This issue of Nicotine & Tobacco Research includes articles investigating how commercial tobacco product use varies by “race/ethnicity” in the United States1–4 and a systematic review of factors influencing smoking cessation among pregnant Indigenous women in Australia.5 These articles highlight how, as people engaged in nicotine and tobacco research, we can improve how we engage stakeholders and conceptualize, conduct, and report research exploring racial/ethnic disparities. In this editorial, “tobacco” refers only to commercial tobacco products, recognizing that the tobacco plant is sacred for many Indigenous peoples. We use “race/ethnicity” to broadly represent sociopolitical constructs, recognizing that there are many dimensions to racial/ethnic identity that this conceptualization does not include.

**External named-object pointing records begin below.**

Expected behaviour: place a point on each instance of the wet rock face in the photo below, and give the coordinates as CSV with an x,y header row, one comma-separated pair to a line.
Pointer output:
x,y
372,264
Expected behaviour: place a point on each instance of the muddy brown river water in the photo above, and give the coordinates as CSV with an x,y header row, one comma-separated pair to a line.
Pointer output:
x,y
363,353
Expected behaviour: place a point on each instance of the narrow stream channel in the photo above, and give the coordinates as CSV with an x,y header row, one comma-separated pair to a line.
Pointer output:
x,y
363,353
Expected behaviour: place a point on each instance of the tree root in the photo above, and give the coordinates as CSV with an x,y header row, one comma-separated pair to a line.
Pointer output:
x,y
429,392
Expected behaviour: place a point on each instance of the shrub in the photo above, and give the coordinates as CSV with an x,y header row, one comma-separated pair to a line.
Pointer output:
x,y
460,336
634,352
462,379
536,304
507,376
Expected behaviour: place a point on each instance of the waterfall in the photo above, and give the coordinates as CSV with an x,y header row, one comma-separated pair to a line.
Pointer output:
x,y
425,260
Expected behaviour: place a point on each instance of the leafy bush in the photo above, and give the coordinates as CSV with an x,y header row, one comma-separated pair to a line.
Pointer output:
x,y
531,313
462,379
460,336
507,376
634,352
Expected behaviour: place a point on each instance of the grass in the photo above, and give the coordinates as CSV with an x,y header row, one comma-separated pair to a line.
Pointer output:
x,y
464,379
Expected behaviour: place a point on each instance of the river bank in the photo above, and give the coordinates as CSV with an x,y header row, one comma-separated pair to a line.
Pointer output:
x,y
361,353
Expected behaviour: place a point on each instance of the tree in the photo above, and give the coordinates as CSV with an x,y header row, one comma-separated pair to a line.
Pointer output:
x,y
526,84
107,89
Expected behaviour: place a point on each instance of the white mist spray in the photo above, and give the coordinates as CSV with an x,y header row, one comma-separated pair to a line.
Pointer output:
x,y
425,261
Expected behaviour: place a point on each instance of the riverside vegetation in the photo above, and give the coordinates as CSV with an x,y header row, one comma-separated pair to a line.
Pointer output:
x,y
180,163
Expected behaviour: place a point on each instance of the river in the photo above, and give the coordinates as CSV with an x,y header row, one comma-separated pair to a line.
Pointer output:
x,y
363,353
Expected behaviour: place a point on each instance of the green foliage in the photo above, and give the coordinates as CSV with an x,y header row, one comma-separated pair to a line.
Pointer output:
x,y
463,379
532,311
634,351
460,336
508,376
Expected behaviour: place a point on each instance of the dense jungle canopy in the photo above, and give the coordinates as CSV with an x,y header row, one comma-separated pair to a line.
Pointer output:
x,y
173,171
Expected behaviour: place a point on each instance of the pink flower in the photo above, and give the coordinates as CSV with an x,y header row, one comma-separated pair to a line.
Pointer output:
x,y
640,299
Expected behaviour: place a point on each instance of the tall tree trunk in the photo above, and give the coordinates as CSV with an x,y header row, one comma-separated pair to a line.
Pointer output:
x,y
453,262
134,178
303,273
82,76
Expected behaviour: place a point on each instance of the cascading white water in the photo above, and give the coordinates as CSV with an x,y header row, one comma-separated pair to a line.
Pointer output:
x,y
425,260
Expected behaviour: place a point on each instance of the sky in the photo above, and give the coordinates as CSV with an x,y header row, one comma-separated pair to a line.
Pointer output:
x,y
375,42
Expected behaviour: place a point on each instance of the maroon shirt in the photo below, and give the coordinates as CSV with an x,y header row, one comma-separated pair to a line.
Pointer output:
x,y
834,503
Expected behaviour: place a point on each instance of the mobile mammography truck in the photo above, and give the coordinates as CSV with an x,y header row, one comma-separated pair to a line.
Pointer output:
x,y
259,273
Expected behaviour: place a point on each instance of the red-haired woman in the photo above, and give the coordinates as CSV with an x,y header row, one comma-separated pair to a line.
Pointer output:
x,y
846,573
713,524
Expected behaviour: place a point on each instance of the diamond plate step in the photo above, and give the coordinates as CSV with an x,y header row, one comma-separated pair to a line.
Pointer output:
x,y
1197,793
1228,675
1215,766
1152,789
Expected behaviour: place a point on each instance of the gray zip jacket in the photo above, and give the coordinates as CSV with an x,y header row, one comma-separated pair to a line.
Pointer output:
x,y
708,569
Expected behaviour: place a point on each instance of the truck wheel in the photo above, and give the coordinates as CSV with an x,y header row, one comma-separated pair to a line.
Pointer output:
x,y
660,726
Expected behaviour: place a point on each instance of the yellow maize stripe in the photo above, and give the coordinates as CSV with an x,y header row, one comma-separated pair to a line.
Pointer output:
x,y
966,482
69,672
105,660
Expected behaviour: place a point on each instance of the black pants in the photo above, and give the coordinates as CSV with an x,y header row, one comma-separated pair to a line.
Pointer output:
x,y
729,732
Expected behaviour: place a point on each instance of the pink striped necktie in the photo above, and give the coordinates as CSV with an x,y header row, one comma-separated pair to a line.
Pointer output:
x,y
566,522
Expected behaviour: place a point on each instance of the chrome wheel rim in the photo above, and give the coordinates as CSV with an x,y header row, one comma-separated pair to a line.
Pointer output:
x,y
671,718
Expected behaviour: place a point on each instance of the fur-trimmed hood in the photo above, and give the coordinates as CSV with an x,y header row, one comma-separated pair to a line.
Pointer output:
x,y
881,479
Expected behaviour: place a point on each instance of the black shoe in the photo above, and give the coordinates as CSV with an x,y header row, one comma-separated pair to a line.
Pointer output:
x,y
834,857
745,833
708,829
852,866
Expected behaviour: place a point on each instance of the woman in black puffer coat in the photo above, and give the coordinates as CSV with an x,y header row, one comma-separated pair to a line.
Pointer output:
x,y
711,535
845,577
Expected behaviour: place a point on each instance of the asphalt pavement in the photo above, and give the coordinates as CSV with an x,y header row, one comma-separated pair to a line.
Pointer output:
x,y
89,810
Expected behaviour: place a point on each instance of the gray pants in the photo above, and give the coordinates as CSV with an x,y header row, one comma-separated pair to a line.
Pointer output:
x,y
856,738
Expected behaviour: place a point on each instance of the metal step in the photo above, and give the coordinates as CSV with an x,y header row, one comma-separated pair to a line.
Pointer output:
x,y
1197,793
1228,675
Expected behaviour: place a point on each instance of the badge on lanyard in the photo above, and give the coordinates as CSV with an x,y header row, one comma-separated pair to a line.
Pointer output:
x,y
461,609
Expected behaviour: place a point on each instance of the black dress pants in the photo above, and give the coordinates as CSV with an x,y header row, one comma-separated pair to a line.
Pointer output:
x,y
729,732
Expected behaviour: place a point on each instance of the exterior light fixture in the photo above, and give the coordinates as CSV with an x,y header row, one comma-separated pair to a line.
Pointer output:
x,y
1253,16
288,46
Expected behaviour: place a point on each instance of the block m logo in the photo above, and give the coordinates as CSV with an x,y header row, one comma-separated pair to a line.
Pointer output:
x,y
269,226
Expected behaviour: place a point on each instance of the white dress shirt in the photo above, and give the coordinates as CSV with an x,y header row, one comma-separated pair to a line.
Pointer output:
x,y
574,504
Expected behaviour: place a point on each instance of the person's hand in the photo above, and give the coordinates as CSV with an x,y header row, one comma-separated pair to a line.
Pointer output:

There are many important topics that fall broadly under “health disparities research” that we could explore. Examples include how researchers’ racial/ethnic identities affect study design, study conduct, methodologies, and reporting, or how to ensure that the research team and its leadership reflect the Indigenous or racial/ethnic groups under study. Each of these topics merits individual editorials. However, in this editorial, we focus on the importance of studying the structural causes of racial/ethnic disparities in commercial tobacco use and health outcomes. We begin by explaining why explicitly or implicitly framing race/ethnicity as a causal determinant of tobacco-related health disparities is problematic and may impede progress toward health equity. Then, we highlight approaches to investigating the multilevel mechanisms that drive these disparities. We close with brief suggestions for modifying how we conduct research in tobacco-related health disparities.
Framing Race/Ethnicity as a Causal Determinant Impedes Progress Toward Health Equity
Readers are no doubt familiar with studies concluding that people of a certain race/ethnicity are “at greater risk” of negative commercial tobacco-related behaviors or outcomes compared with individuals from other racial/ethnic groups, without further investigation into the source of these disparities. Although such comparisons can highlight inequity and hence support arguments for prioritizing interventions to reduce disparities, it can also frame race/ethnicity as a causal determinant of health disparities, impeding our understanding of why these inequities exist. This approach may lead to erroneous assumptions that the cause of disparities is either biological and hence not modifiable, or cultural and therefore the “fault” of group members themselves.6,7 For example, governing authorities may frame tobacco-related behaviors as “entirely cultural” to absolve themselves of responsibility to regulate commercial tobacco products, as is arguably the case of the failure to regulate smokeless tobacco products, which are disproportionately used by South Asians in the United Kingdom.8 Even the endeavor of identifying racial/ethnic disparities without considering the underlying mechanisms driving them risks framing the wider group as “normal” and the racial/ethnic group as “substandard.”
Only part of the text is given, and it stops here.